柳林起身,见老安头正在院外挺远处站着,可能是在看矿山。柳林决定给欧阳凡打电话。
“哎呀呀!柳和尚,你咋弄得这么神秘啊?”欧阳凡诉苦。“你这是新手机的号码吗?”
柳林逗他道:“当然是新手机的号码。不这样做,我恐怕得被你那位心仪的女士给吃了。这笔冤大头帐,得算在你头上啊!”
欧阳凡凄怆地说:“我现在明白了,啥心仪女士啊?那只是过路财神罢了,不会落到我手上的。我被如慧狠狠呛了一顿,把我呛迷糊了,也呛清醒了。我只能全面放弃了。柳林,我倒很希望……”
柳林立刻插断他的话,坚决地说:“欧阳大哥,你很了解严梦诗吗?”
“了解呀!她是个很清纯的姑娘的。”
柳林道:“可我要告诉你一件很严肃的事儿。她有秘密工作室,有强大的手机定位系统,能够在广大的地域内,搜索任何一部手机的位置。”
“啊?”欧阳凡噤声了。
柳林详细讲了他被严梦诗追逐的整个过程。

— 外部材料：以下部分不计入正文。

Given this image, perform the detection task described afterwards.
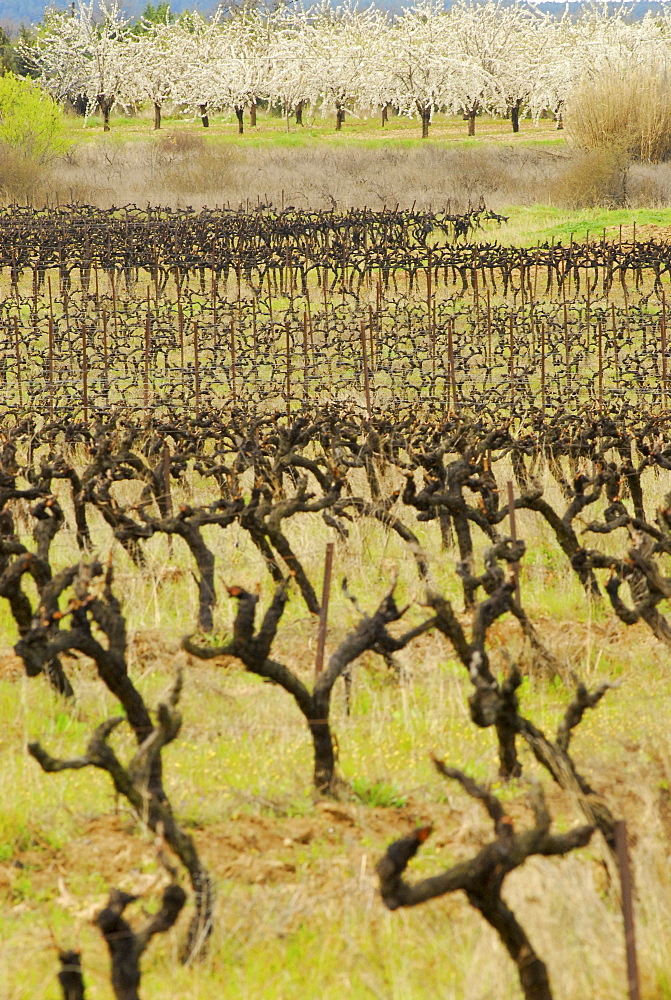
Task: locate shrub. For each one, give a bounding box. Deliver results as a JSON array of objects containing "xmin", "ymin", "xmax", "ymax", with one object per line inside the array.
[
  {"xmin": 0, "ymin": 73, "xmax": 67, "ymax": 163},
  {"xmin": 566, "ymin": 65, "xmax": 671, "ymax": 163},
  {"xmin": 550, "ymin": 148, "xmax": 629, "ymax": 209}
]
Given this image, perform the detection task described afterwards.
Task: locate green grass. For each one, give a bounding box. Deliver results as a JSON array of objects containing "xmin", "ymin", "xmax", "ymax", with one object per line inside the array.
[
  {"xmin": 63, "ymin": 111, "xmax": 565, "ymax": 149},
  {"xmin": 490, "ymin": 205, "xmax": 671, "ymax": 245}
]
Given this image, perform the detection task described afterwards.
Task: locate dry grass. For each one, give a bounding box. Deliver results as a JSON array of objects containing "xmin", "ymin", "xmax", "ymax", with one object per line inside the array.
[
  {"xmin": 0, "ymin": 450, "xmax": 671, "ymax": 1000},
  {"xmin": 10, "ymin": 130, "xmax": 671, "ymax": 213},
  {"xmin": 10, "ymin": 137, "xmax": 563, "ymax": 210},
  {"xmin": 566, "ymin": 66, "xmax": 671, "ymax": 163}
]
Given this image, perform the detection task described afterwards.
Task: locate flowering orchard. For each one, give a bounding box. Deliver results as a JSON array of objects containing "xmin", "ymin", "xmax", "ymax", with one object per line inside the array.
[{"xmin": 26, "ymin": 0, "xmax": 671, "ymax": 136}]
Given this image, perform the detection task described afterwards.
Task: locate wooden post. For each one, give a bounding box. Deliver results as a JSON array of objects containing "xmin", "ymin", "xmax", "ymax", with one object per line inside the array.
[
  {"xmin": 284, "ymin": 319, "xmax": 291, "ymax": 420},
  {"xmin": 212, "ymin": 267, "xmax": 217, "ymax": 351},
  {"xmin": 509, "ymin": 313, "xmax": 515, "ymax": 407},
  {"xmin": 14, "ymin": 316, "xmax": 23, "ymax": 406},
  {"xmin": 175, "ymin": 269, "xmax": 186, "ymax": 402},
  {"xmin": 193, "ymin": 319, "xmax": 200, "ymax": 413},
  {"xmin": 143, "ymin": 298, "xmax": 151, "ymax": 410},
  {"xmin": 315, "ymin": 542, "xmax": 333, "ymax": 677},
  {"xmin": 82, "ymin": 323, "xmax": 89, "ymax": 424},
  {"xmin": 447, "ymin": 319, "xmax": 459, "ymax": 413},
  {"xmin": 163, "ymin": 444, "xmax": 172, "ymax": 516},
  {"xmin": 426, "ymin": 250, "xmax": 433, "ymax": 341},
  {"xmin": 615, "ymin": 819, "xmax": 641, "ymax": 1000},
  {"xmin": 610, "ymin": 302, "xmax": 620, "ymax": 392},
  {"xmin": 508, "ymin": 479, "xmax": 522, "ymax": 607},
  {"xmin": 487, "ymin": 286, "xmax": 492, "ymax": 368},
  {"xmin": 303, "ymin": 309, "xmax": 310, "ymax": 402},
  {"xmin": 231, "ymin": 319, "xmax": 237, "ymax": 406},
  {"xmin": 48, "ymin": 277, "xmax": 54, "ymax": 420},
  {"xmin": 597, "ymin": 320, "xmax": 603, "ymax": 406},
  {"xmin": 102, "ymin": 309, "xmax": 109, "ymax": 400},
  {"xmin": 660, "ymin": 289, "xmax": 666, "ymax": 410},
  {"xmin": 564, "ymin": 289, "xmax": 571, "ymax": 391},
  {"xmin": 361, "ymin": 320, "xmax": 371, "ymax": 420},
  {"xmin": 112, "ymin": 271, "xmax": 119, "ymax": 347}
]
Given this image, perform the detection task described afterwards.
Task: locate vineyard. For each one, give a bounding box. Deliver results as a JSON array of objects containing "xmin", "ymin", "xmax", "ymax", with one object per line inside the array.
[
  {"xmin": 0, "ymin": 207, "xmax": 669, "ymax": 419},
  {"xmin": 0, "ymin": 197, "xmax": 671, "ymax": 1000}
]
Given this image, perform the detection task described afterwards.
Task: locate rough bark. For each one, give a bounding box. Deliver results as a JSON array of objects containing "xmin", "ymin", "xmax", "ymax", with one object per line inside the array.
[{"xmin": 377, "ymin": 760, "xmax": 594, "ymax": 1000}]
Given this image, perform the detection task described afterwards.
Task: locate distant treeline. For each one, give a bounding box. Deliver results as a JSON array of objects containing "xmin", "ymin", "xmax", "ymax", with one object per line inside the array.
[{"xmin": 0, "ymin": 0, "xmax": 668, "ymax": 37}]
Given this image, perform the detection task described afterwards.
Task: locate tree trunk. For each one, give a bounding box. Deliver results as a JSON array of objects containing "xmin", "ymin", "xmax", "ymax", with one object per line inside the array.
[
  {"xmin": 308, "ymin": 719, "xmax": 335, "ymax": 793},
  {"xmin": 98, "ymin": 94, "xmax": 114, "ymax": 132},
  {"xmin": 478, "ymin": 890, "xmax": 552, "ymax": 1000}
]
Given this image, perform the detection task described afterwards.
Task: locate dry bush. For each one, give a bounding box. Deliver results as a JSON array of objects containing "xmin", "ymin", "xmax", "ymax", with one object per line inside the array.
[
  {"xmin": 45, "ymin": 141, "xmax": 562, "ymax": 211},
  {"xmin": 550, "ymin": 149, "xmax": 629, "ymax": 209},
  {"xmin": 566, "ymin": 65, "xmax": 671, "ymax": 163},
  {"xmin": 17, "ymin": 130, "xmax": 671, "ymax": 212},
  {"xmin": 0, "ymin": 143, "xmax": 48, "ymax": 202},
  {"xmin": 43, "ymin": 132, "xmax": 240, "ymax": 206}
]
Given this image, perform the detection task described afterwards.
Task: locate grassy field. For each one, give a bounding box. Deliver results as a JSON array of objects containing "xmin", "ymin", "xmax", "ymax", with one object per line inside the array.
[
  {"xmin": 0, "ymin": 450, "xmax": 671, "ymax": 1000},
  {"xmin": 68, "ymin": 110, "xmax": 565, "ymax": 147},
  {"xmin": 0, "ymin": 123, "xmax": 671, "ymax": 1000}
]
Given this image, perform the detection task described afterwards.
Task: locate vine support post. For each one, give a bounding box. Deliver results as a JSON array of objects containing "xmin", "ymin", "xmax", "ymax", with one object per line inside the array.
[
  {"xmin": 660, "ymin": 289, "xmax": 666, "ymax": 410},
  {"xmin": 47, "ymin": 277, "xmax": 54, "ymax": 420},
  {"xmin": 615, "ymin": 819, "xmax": 641, "ymax": 1000},
  {"xmin": 193, "ymin": 320, "xmax": 200, "ymax": 413},
  {"xmin": 508, "ymin": 479, "xmax": 522, "ymax": 607},
  {"xmin": 82, "ymin": 322, "xmax": 89, "ymax": 424},
  {"xmin": 14, "ymin": 316, "xmax": 23, "ymax": 406},
  {"xmin": 315, "ymin": 542, "xmax": 334, "ymax": 677},
  {"xmin": 361, "ymin": 320, "xmax": 371, "ymax": 420},
  {"xmin": 231, "ymin": 319, "xmax": 237, "ymax": 406},
  {"xmin": 284, "ymin": 319, "xmax": 291, "ymax": 420}
]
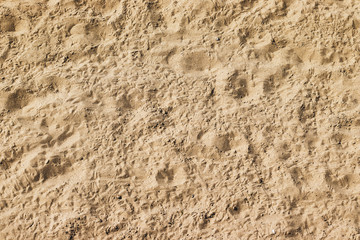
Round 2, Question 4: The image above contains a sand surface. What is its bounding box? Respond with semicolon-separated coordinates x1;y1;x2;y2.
0;0;360;240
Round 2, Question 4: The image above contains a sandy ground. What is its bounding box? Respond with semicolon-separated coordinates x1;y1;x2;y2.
0;0;360;240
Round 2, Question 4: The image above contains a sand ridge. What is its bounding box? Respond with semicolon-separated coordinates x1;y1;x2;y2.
0;0;360;239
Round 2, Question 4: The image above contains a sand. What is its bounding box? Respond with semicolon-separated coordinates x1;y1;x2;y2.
0;0;360;240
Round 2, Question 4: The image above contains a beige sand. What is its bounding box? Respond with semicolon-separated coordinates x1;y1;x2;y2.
0;0;360;239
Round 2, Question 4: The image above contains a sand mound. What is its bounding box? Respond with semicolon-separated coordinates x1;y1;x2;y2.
0;0;360;239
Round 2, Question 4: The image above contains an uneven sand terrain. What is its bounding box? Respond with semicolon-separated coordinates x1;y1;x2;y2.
0;0;360;240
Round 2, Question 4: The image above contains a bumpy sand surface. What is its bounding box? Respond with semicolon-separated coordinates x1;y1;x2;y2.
0;0;360;240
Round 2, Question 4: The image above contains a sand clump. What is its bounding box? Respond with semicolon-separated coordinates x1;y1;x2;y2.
0;0;360;239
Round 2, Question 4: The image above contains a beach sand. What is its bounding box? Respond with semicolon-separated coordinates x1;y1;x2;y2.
0;0;360;240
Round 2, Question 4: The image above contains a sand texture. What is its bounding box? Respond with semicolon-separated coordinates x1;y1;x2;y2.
0;0;360;240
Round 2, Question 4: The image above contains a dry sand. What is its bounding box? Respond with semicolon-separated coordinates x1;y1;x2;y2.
0;0;360;239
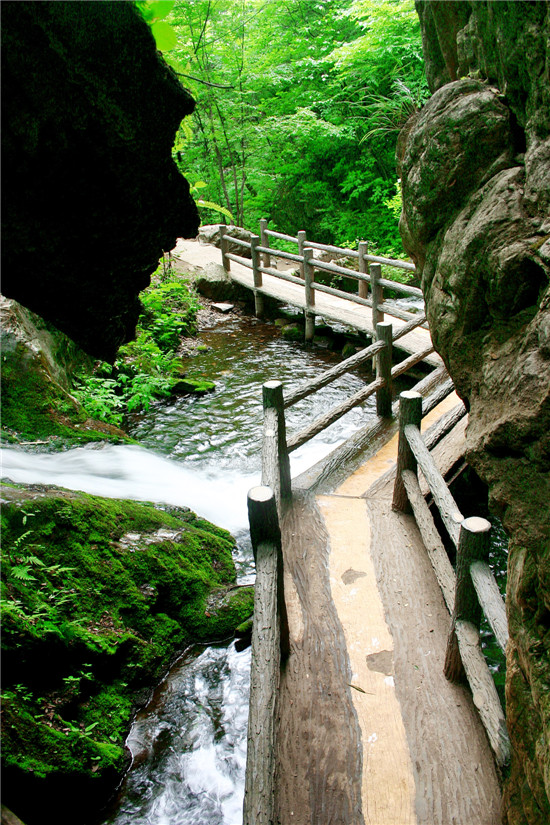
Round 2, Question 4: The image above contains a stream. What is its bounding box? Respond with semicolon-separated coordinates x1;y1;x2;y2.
2;316;375;825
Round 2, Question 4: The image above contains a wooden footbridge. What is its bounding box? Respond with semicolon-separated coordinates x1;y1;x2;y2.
175;225;509;825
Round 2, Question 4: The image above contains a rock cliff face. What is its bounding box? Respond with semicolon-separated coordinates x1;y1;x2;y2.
399;0;550;825
2;0;198;360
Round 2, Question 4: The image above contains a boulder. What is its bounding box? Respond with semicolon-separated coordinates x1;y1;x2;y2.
406;0;550;825
198;223;254;258
2;0;199;360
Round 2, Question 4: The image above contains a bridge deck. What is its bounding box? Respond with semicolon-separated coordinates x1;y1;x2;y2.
276;397;500;825
173;239;442;366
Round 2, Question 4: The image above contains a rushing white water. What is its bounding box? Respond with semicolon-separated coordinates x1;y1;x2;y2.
0;312;384;825
0;444;258;532
103;645;250;825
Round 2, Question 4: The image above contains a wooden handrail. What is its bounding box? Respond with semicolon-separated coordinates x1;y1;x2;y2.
393;392;510;766
243;486;289;825
220;219;422;306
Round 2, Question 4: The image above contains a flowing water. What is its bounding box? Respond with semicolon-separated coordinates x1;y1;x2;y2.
2;310;375;825
2;308;506;825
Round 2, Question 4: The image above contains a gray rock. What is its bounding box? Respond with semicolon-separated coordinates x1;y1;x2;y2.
198;223;253;258
399;0;550;825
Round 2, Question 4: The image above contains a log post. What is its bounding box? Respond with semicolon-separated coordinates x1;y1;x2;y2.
358;241;369;298
243;487;284;825
220;223;231;272
250;235;264;318
376;321;393;418
369;264;384;330
260;218;271;267
262;381;292;500
445;516;491;682
303;246;315;341
298;229;306;278
392;390;422;512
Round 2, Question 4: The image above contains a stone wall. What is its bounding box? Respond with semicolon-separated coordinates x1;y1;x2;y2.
398;0;550;825
2;0;198;360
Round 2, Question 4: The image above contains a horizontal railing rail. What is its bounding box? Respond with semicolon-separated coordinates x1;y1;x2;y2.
221;220;422;341
393;392;510;766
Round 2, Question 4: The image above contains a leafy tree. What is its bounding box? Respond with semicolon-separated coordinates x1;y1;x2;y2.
150;0;427;254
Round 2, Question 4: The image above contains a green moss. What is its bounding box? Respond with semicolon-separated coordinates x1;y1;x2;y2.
1;485;253;796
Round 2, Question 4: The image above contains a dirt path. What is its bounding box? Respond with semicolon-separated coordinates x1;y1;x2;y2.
278;397;500;825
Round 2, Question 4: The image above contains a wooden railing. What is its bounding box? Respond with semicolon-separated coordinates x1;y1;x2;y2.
393;392;510;766
243;487;288;825
244;318;444;825
220;220;428;341
262;316;433;506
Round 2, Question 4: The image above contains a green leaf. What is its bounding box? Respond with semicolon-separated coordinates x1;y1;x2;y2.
149;0;174;20
197;198;235;222
11;564;36;581
151;20;178;52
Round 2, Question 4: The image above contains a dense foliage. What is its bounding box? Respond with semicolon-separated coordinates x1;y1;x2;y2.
1;486;252;821
157;0;427;253
73;264;214;426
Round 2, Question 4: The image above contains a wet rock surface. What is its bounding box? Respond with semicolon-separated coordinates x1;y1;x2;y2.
2;1;198;360
406;2;550;825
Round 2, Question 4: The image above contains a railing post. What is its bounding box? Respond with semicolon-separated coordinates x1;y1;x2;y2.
369;264;384;330
220;223;231;272
357;241;374;298
376;321;393;418
303;246;315;341
243;487;288;825
260;218;271;268
250;235;264;318
392;390;422;512
298;229;306;278
445;516;491;682
262;381;292;499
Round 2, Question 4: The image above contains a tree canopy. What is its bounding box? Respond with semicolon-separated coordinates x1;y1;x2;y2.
141;0;428;251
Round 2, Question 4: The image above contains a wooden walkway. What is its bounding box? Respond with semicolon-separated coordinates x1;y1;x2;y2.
275;394;500;825
172;239;442;366
175;235;501;825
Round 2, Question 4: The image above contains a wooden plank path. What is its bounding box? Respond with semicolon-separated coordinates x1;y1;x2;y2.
275;395;500;825
172;238;442;366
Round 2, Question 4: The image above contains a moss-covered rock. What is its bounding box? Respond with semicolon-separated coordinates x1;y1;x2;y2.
1;485;253;825
0;296;130;447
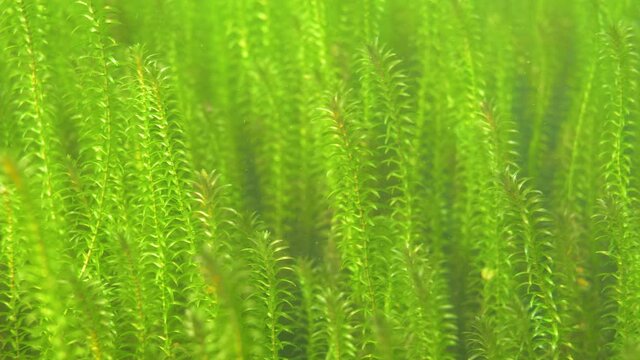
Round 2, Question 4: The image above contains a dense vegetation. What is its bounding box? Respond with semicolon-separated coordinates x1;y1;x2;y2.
0;0;640;360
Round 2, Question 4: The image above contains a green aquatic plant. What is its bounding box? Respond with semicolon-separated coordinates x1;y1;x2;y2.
0;0;640;360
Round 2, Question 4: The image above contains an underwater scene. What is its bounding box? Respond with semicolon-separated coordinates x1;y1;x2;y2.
0;0;640;360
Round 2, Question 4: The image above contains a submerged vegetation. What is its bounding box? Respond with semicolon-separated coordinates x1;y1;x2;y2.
0;0;640;360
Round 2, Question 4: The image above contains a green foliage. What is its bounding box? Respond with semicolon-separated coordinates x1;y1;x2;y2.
0;0;640;360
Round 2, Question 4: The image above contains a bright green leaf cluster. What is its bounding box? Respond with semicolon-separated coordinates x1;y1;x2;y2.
0;0;640;360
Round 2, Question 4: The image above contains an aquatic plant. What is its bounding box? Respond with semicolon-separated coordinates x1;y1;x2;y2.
0;0;640;359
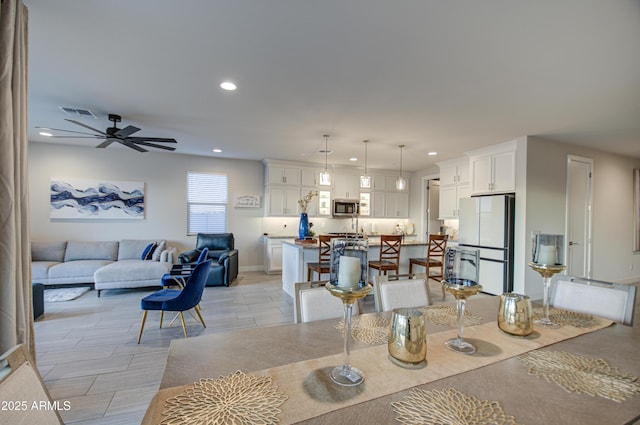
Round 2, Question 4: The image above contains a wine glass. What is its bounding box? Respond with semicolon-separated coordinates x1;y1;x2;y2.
442;248;482;354
529;233;565;329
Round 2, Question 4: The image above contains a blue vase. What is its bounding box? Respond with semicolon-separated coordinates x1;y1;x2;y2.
298;213;309;239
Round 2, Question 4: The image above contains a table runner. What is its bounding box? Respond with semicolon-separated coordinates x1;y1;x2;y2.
143;319;613;424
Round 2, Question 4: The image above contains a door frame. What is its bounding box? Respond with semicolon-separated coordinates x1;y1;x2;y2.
564;155;593;279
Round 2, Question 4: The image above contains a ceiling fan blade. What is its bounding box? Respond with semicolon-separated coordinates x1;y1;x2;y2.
131;141;176;151
96;139;115;149
48;134;104;139
64;118;107;136
116;139;149;152
36;126;100;137
113;125;140;139
128;137;178;143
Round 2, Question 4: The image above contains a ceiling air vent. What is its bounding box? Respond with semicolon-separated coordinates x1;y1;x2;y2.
60;106;98;119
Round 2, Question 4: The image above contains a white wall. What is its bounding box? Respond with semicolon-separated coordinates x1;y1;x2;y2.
524;137;640;297
29;143;264;271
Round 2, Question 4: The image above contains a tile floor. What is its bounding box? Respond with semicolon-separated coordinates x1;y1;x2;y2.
35;272;453;425
40;272;640;425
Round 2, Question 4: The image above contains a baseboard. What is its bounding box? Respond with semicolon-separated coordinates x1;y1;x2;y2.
238;265;264;272
615;276;640;285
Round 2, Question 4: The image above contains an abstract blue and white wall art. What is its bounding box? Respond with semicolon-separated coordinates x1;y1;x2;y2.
50;178;144;219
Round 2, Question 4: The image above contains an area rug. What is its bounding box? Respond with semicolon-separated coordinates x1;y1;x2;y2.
44;286;91;303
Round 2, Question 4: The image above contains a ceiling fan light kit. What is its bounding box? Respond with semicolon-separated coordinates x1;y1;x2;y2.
37;114;178;152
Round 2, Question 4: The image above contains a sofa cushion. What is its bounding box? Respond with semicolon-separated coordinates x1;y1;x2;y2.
31;261;60;283
49;260;112;283
118;239;155;261
31;241;67;262
151;241;167;261
64;241;118;262
93;260;172;286
140;242;158;261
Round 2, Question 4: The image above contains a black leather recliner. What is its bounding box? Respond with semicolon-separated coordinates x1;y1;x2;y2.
178;233;238;286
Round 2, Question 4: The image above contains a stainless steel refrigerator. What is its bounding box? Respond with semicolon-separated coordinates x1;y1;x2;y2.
458;194;515;295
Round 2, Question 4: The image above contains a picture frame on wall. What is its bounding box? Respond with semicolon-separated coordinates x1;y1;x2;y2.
49;178;145;220
233;195;260;208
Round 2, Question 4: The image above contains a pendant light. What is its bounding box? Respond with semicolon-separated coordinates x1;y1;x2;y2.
360;140;371;189
396;145;407;190
320;134;331;186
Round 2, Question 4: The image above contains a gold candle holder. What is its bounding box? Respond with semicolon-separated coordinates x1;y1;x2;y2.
325;283;372;387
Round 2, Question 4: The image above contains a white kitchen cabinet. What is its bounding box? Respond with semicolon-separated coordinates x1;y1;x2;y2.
438;184;471;220
267;186;306;216
385;190;409;218
438;157;471;220
333;173;360;199
267;164;300;186
439;157;469;187
369;191;386;217
471;151;516;195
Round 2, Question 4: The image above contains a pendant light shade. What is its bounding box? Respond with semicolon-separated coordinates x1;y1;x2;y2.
319;134;331;186
396;145;407;190
360;140;371;189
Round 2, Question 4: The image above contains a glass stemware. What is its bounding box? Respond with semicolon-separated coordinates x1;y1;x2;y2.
529;262;565;329
529;233;565;329
442;279;482;354
325;238;373;387
325;283;372;387
442;248;482;354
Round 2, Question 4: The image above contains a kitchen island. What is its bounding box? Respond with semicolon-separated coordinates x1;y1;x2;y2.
282;236;427;298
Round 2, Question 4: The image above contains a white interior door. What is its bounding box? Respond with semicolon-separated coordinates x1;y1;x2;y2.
566;155;593;278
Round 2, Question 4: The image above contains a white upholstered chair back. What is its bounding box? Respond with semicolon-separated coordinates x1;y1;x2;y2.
0;344;64;425
374;274;431;312
550;275;636;325
296;286;359;323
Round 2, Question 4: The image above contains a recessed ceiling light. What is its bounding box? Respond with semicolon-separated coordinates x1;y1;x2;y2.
220;81;238;91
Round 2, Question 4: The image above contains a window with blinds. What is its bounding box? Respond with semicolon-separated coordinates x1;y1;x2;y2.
187;172;229;234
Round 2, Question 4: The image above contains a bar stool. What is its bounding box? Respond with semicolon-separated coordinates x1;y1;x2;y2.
409;235;448;299
307;235;338;282
369;235;402;275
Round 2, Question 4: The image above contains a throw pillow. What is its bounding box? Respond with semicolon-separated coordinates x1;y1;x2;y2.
140;242;158;260
151;241;167;261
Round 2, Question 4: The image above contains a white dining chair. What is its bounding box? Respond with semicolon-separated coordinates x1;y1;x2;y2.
0;344;63;425
374;274;431;312
550;275;636;326
296;286;360;323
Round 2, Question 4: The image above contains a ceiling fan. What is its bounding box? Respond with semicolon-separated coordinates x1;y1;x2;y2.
36;114;178;152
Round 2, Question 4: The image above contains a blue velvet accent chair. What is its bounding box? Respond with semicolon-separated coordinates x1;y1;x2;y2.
160;248;209;289
138;260;212;344
178;233;238;286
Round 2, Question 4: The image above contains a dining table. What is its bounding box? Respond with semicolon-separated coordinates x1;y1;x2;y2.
142;296;640;425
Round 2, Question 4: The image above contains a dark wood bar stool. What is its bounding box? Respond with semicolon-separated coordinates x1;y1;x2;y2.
369;235;402;275
409;235;448;299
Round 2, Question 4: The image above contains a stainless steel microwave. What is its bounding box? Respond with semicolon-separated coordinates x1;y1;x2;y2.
331;199;360;217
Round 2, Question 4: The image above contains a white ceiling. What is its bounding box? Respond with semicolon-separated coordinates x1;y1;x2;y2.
24;0;640;170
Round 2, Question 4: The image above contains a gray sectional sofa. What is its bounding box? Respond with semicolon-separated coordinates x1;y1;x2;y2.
31;239;177;296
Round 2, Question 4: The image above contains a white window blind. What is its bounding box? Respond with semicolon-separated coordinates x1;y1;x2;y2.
187;172;229;234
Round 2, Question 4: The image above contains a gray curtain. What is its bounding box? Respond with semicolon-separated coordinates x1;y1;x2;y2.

欧阳凡停了好长时间,才凄惋地说:“我知道了。我休息一下,休息一下……”电话撂了。
柳林明白,自己所揭露的事实,震惊了欧阳凡。
柳林晃晃头:这样的女人,能是清纯的吗?
柳林出门,厨房的桌上放着早餐,看来都是老安头到镇里买来的。这老头真勤快!柳林在水槽子前洗漱完毕,坐下吃饭。老安头领着狗,心事重重地回来了。他瞅着柳林的眼神,有些陌生。
柳林笑笑,向他问好。他坐在餐桌的对面,把两条狗哄出门去。他长叹一声,开口了:“你就是柳林,对吧?”
柳林回答:“是的。”
老安头打量着他:“你比我想象的还要高大威猛。娜娜有你保护,我放心了。你来这里,董事长刚刚才知道。你肯定是来调查案子的,对吧?”
“是的,是谋杀娜娜的有关案情。”
老安头点点头,一双怪眼突然翻了翻,想说出狠话,可又止住了。柳林知道,这老安头其实并不好惹。老安头再度长叹一声,问:“那你认为,是什么人要谋害娜娜?”
“邪教组织。”
“啊?”老安头吓得一哆嗦,“为什么?”
“杀手来了几批,具有国外经历,这就是证明。谋杀娜娜,应该是为了取悦安城市一个重要人物,借此奠定基础,扩大组织。而这个人物,与韩家有血海深仇。我的任务,就是找出这个人,击垮邪教,保护娜娜。安师傅,你能给我提供这方面的线索吗?”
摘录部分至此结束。